Let me start out by saying, that any birthday of mine that does not involve me getting chemo is a GREAT day! But today went above and beyond that in terms of greatness, even though my stupid husband is away on a weeklong canoeing trip down the Allagash River in Maine. (I say stupid only because I miss him. I hate missing people! And this is worse than missing, because I can't even reach him. I've still been calling his phone randomly just to see if by chance he found service, but no luck. And each time I say the same thing, "STUPID husband.")
Now that I've gone down that tangent, let's follow it and say that Bill totally deserved this vacation...especially after all of the hell I put him through over the past year (not to mention the past 16.5 years). As I learned last year, sometimes you can't avoid having inconvenient things fall on your date of birth - whether those things are hard things, or super fun things that keep loved ones apart.

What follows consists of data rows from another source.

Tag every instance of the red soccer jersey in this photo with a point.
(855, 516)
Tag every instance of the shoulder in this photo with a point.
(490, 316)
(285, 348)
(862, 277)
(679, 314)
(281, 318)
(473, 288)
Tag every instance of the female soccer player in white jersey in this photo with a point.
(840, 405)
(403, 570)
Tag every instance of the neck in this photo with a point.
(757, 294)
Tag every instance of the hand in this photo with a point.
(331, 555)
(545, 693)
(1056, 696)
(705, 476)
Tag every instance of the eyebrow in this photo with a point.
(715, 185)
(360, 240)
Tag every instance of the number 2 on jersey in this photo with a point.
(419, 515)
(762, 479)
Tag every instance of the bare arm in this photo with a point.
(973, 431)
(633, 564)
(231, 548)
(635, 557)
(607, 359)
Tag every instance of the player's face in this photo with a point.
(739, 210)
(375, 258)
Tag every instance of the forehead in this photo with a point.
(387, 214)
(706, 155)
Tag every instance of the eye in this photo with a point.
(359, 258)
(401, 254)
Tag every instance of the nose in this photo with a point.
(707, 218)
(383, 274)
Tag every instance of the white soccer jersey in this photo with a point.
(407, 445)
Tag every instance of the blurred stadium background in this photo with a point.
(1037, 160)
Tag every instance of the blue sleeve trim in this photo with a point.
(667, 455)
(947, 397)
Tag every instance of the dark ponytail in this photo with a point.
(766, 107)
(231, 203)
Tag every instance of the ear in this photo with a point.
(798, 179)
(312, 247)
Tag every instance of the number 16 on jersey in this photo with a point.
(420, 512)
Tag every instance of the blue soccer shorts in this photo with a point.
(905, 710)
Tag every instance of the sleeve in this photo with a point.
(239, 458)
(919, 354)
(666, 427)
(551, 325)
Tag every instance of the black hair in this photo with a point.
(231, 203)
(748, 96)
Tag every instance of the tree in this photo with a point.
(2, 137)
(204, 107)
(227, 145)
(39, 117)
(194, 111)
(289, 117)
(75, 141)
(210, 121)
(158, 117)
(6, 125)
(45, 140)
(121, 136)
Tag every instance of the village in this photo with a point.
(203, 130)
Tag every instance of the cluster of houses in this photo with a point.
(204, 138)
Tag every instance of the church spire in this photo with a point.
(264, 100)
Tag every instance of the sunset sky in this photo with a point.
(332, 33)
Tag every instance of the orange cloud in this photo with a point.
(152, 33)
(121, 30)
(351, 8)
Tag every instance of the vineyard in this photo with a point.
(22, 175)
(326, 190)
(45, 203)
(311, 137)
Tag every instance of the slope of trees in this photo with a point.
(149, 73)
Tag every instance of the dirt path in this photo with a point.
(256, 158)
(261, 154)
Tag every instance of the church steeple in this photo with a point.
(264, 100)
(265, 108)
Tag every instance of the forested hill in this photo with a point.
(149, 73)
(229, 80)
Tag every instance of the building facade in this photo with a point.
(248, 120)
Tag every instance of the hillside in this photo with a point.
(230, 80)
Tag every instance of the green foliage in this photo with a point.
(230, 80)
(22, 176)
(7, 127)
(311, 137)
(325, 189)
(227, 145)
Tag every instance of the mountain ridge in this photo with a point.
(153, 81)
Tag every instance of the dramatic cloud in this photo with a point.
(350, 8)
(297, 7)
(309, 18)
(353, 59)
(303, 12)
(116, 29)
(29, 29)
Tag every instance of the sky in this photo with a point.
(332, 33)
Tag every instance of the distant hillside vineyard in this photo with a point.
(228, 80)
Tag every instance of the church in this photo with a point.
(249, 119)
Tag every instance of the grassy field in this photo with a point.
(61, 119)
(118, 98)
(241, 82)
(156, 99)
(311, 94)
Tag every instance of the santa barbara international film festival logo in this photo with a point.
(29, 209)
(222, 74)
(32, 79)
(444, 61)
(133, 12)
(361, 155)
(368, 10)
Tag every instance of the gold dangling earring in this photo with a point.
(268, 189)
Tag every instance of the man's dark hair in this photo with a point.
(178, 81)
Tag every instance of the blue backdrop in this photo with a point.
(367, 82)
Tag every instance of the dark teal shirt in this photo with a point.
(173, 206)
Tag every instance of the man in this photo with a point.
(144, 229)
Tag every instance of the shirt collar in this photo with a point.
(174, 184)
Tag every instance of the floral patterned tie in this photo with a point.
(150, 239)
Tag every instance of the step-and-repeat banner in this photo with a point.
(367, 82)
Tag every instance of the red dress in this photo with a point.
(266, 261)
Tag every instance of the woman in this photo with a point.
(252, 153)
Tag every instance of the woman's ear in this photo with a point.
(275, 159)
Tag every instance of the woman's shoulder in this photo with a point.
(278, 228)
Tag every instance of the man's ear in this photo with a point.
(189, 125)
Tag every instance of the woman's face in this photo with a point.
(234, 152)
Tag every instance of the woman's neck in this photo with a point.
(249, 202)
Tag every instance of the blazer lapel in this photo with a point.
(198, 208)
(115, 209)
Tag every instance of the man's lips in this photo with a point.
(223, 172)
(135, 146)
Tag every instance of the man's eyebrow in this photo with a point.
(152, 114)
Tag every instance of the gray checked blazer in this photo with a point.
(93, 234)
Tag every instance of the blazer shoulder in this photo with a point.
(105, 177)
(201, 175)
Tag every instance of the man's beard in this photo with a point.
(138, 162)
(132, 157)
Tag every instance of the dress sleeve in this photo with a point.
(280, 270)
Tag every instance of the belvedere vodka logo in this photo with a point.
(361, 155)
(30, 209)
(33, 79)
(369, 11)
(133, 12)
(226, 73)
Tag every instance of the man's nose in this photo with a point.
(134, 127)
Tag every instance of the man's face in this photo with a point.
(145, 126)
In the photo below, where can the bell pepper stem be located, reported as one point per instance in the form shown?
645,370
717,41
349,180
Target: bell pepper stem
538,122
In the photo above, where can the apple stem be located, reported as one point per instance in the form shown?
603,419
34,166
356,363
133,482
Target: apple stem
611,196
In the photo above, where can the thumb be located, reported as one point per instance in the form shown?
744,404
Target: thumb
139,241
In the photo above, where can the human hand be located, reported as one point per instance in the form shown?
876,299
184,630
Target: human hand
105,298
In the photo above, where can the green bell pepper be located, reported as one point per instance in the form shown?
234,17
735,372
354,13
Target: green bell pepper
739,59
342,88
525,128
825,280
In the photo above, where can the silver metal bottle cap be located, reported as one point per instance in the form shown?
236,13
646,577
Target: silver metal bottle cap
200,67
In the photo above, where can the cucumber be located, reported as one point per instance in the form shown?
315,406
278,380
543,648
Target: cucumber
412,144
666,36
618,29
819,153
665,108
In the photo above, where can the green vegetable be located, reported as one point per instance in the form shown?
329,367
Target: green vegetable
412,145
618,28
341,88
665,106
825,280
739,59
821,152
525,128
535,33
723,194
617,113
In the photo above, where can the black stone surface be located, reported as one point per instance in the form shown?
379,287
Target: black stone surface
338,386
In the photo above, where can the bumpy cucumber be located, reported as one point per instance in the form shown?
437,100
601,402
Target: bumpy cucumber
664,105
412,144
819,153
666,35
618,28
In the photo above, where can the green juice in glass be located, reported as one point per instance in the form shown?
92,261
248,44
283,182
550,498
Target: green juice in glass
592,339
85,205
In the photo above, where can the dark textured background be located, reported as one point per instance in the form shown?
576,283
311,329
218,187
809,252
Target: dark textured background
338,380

Anyway, despite the glaring lack of husband in my birthday's festivities, it was a totally magnificent day. How could it not be, when Emma woke up and said, "Happy Birthday, Mom!" as soon as she woke up? My sister Amy was here so that I didn't have to drag all the kids to the oncologist for my blood draw, or to swim practice for Emma and then Katie...plus she spent time with them while I worked on my extra-special-and-secret home renovation project I'm hoping to complete before Bill comes home. And helped the kids make a cake! And bought me a present to go with my super secret renovation...THEN, she took us all out to dinner (CPK - kid favorite), and THEN, she watched my crazies as I bought some new clothes at Banana Republic (big sale, plus much overdue shopping trip. I think I was last at the mall in December).
To top everything off, look what I got for presents!
And then, look what else! (My favorite gift from the Gibbs family, but they also sent me a beautiful present as well.) Plus all the wonderful calls and wishes from friends...makes me feel like the luckiest person in the whole world. I remember being little and feeling sorry for my Mom...thinking it couldn't be very fun to get old and get cards and things like that from your kids for presents. And calls instead of toys or fancy things. Now I know so much better! Could there be anything better in the whole world than these little tokens of love?